Friday, May 9, 2014

Northlanders, Book Five: Metal and Other Stories

He's also crazy violent, so watch out!!!!

 NORTHLANDERS, BOOK FIVE: METAL AND OTHER STORIES collects NORTHLANDERS #'s 29-36, and while it's a decent read, it's probably the weakest collection the series has produced to date.

 Comprised of three separate stories, and weighing in at nearly 200 pages, you'll definitely be getting your money's worth. The first story, THE SEA ROAD is a brief one-issue tale that finds a bored sailor duping his crew into journeying into uncharted waters. I found parts of this story very hard to follow, partially due to writer Brian Wood's disjointed storytelling technique, but mainly because of the choppy art  by Fiona Staples. There are no surprises to be found in this story, and it ends exactly how you would expect it to.
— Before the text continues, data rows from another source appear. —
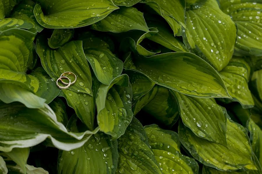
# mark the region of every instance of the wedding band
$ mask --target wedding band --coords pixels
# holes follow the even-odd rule
[[[61,81],[61,82],[63,83],[63,81],[62,80],[62,79],[66,79],[69,81],[69,83],[67,83],[68,84],[68,85],[66,86],[61,86],[59,85],[59,84],[58,84],[58,81],[59,80]],[[63,76],[62,77],[60,77],[58,78],[56,80],[56,86],[60,88],[60,89],[67,89],[70,86],[70,85],[71,85],[72,84],[71,83],[71,81],[70,80],[70,79],[69,79],[69,78],[68,77],[66,77],[65,76]]]
[[[63,73],[63,74],[62,74],[60,76],[60,78],[62,77],[66,77],[65,76],[65,75],[66,74],[68,74],[68,75],[74,75],[75,76],[75,80],[74,80],[73,82],[71,83],[71,84],[70,84],[71,85],[72,85],[73,84],[74,84],[75,83],[75,82],[76,81],[76,79],[77,79],[76,76],[75,75],[75,74],[74,73],[73,73],[72,72],[64,72]],[[62,80],[62,79],[61,80],[61,82],[62,82],[62,84],[63,84],[64,85],[69,85],[70,83],[70,82],[71,82],[71,81],[70,80],[69,80],[69,81],[70,81],[70,82],[69,83],[66,83],[66,82],[65,82],[63,81],[63,80]]]

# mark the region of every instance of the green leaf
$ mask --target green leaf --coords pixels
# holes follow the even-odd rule
[[[100,130],[118,138],[125,133],[133,116],[132,90],[128,76],[121,75],[109,85],[102,84],[96,100]]]
[[[48,46],[52,48],[61,47],[70,40],[74,32],[73,29],[55,29],[48,39]]]
[[[219,74],[233,99],[221,99],[226,103],[237,102],[244,108],[254,106],[254,101],[247,84],[250,68],[240,59],[232,59]]]
[[[29,156],[29,148],[13,148],[11,151],[6,152],[7,155],[21,168],[23,173],[26,173],[26,165]]]
[[[219,0],[221,10],[231,17],[238,28],[234,54],[261,56],[262,3],[246,1]]]
[[[123,7],[113,12],[104,19],[93,24],[91,28],[114,33],[134,30],[149,31],[143,13],[132,7]]]
[[[134,70],[125,69],[132,86],[133,99],[137,100],[149,91],[155,84],[146,75]]]
[[[28,29],[35,28],[38,32],[44,29],[39,24],[33,10],[36,3],[30,0],[24,0],[16,6],[9,18],[0,21],[0,32],[11,28]]]
[[[19,103],[11,105],[1,104],[0,151],[8,152],[15,148],[31,147],[47,138],[56,148],[70,151],[82,146],[98,131],[97,128],[93,132],[69,132],[57,121],[54,113],[49,106],[47,104],[45,106],[29,109]]]
[[[155,124],[144,128],[152,151],[163,174],[198,173],[196,162],[181,153],[176,133],[162,129]]]
[[[171,52],[149,57],[138,55],[132,60],[130,57],[126,60],[124,68],[135,69],[158,85],[188,95],[230,97],[216,71],[189,52]]]
[[[192,97],[172,92],[179,104],[184,124],[198,137],[226,146],[226,109],[213,99]]]
[[[179,118],[179,106],[177,102],[166,88],[158,85],[155,85],[153,88],[158,88],[157,93],[143,110],[160,123],[171,126]]]
[[[45,70],[55,81],[63,72],[72,72],[77,77],[77,80],[68,89],[92,96],[91,72],[83,50],[82,41],[71,41],[53,50],[48,47],[47,40],[42,35],[38,38],[36,49]],[[72,76],[70,77],[74,79],[75,77]]]
[[[68,122],[68,118],[66,112],[66,105],[63,101],[56,98],[49,104],[49,106],[56,116],[57,121],[66,126]]]
[[[249,169],[256,170],[246,130],[229,119],[226,122],[227,147],[198,137],[181,122],[178,135],[180,141],[191,155],[206,166],[225,171],[248,166]]]
[[[67,126],[67,128],[75,131],[78,128],[83,128],[77,125],[77,118],[71,118],[68,124],[70,127]],[[58,173],[114,173],[118,158],[117,141],[111,138],[98,133],[79,148],[68,152],[60,151]]]
[[[186,16],[186,45],[221,70],[234,51],[236,32],[234,22],[220,10],[216,0],[208,0],[199,8],[187,11]]]
[[[162,0],[143,0],[158,14],[164,19],[169,24],[174,35],[181,36],[182,27],[185,27],[184,3],[178,0],[164,1]]]
[[[111,0],[38,1],[40,3],[36,4],[34,14],[37,21],[48,28],[76,28],[89,25],[119,8]]]
[[[0,172],[3,174],[7,174],[8,172],[7,168],[6,165],[6,162],[3,158],[0,156]]]
[[[162,174],[141,123],[134,117],[118,140],[116,173]]]
[[[112,0],[116,5],[119,6],[130,7],[139,2],[141,0]]]

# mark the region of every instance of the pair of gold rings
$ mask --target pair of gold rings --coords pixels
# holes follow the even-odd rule
[[[65,76],[65,75],[67,74],[68,74],[68,75],[73,75],[74,76],[75,78],[75,80],[74,80],[74,81],[73,81],[73,82],[71,82],[71,81],[70,79],[69,79],[69,78]],[[69,80],[69,83],[66,83],[64,81],[63,81],[62,80],[62,79],[67,79],[68,80]],[[72,85],[75,83],[75,82],[76,81],[76,76],[74,73],[73,73],[72,72],[65,72],[61,74],[61,75],[60,76],[60,77],[58,78],[56,80],[56,86],[57,86],[57,87],[60,89],[67,89],[69,88],[69,87],[70,86],[70,85]],[[62,84],[63,84],[65,85],[66,86],[60,86],[59,85],[59,84],[58,84],[59,81],[61,81],[61,82],[62,82]]]

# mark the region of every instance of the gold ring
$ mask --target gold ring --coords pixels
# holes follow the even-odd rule
[[[64,72],[63,73],[63,74],[62,74],[60,76],[60,77],[66,77],[65,76],[65,75],[67,74],[68,74],[68,75],[70,75],[70,74],[73,75],[74,75],[75,76],[75,80],[74,80],[73,82],[71,83],[71,84],[72,85],[73,84],[74,84],[75,83],[75,82],[76,81],[76,79],[77,79],[76,76],[75,75],[75,74],[74,73],[73,73],[72,72]],[[69,81],[70,81],[70,80]],[[69,83],[65,82],[63,81],[62,80],[61,80],[61,82],[62,83],[62,84],[63,84],[64,85],[69,85]]]
[[[59,80],[61,81],[61,82],[63,83],[63,81],[62,80],[62,79],[67,79],[69,81],[69,83],[68,83],[68,85],[67,86],[61,86],[60,85],[59,85],[59,84],[58,84],[58,81]],[[58,78],[56,80],[56,86],[60,88],[60,89],[67,89],[70,86],[70,85],[71,85],[71,81],[70,80],[70,79],[69,79],[69,78],[68,77],[66,77],[65,76],[63,76],[62,77],[60,77]]]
 The bulk of the book is comprised of the five-issue epic that provides the collection's title, METAL. If THE SEA ROAD was too predictable, METAL is too fucking weird. The back cover describes METAL as "mixing themes from modern-day "Viking" black metal music with a timeless tale of star-crossed lovers"....I know literally nothing about "Viking" black metal music, so maybe that hindered my understanding of this story....It didn't hamper my enjoyment of it, but I frequently had no idea what was going on, and, indeed, if any of the events depicted were actually happening at all, outside of the simple mind of the main character (See picture above....). METAL revolves around a bloodthirsty Norse Blacksmith who decides to rid his land of the Christian invaders. He falls in with a pregnant, albino, teenaged Nun (!!!), falls in love with her, and the two go on a cross-country murder spree that finds them hunted by a bounty hunter looking to collect on the price the church has put upon his head. This is all very straightforward, and quite good, but then Wood does something that he has studiously avoided doing thus far: He introduces the supernatural, and does it in such a huge way that it defied any kind of belief. I still don't know if this was supposed to be taken at face value, or ascribed to a nationalistic delusion by the crazed blacksmith...either way, it was just too much, and it spoiled what was, otherwise, a fine tale.

 The book wraps up with THE GIRL IN THE ICE, a two-parter illustrated by Becky Cloonan, a nearly-silent story that finds an old hermit discovering the corpse of a young girl frozen in the ice of the river he is fishing on. He excavates the body, and takes it back to his home to "study"....There's not much to go on here, but the vibe I got from the old man was more "C.S.I.: Viking" than old hermit perv. Whatever he's up to, it's soon interrupted, and he finds himself on trial for the girl's murder. THE GIRL IN THE ICE is a short, inconsequential tale, and again, it ends just as you would expect.

 My main complaint with this series remains the same one I had when I read the first issue of NORTHLANDERS years ago: Brian Wood uses too much modern vernacular to make me fully buy into the story he's trying to tell. This volume features such dialogue as "We all lost the plot." to indicate a group of men temporarily going crazy. That took me right out of the story. NORTHLANDERS is pretty much the only thing that Brian Wood has written that I can even get through without quitting, but his penchant for anachronistic dialogue often makes for tough going.

 As I said, this is probably the weakest NORTHLANDERS volume to date, but it's still worth a read for fans of historical drama and/or sword & sorcery.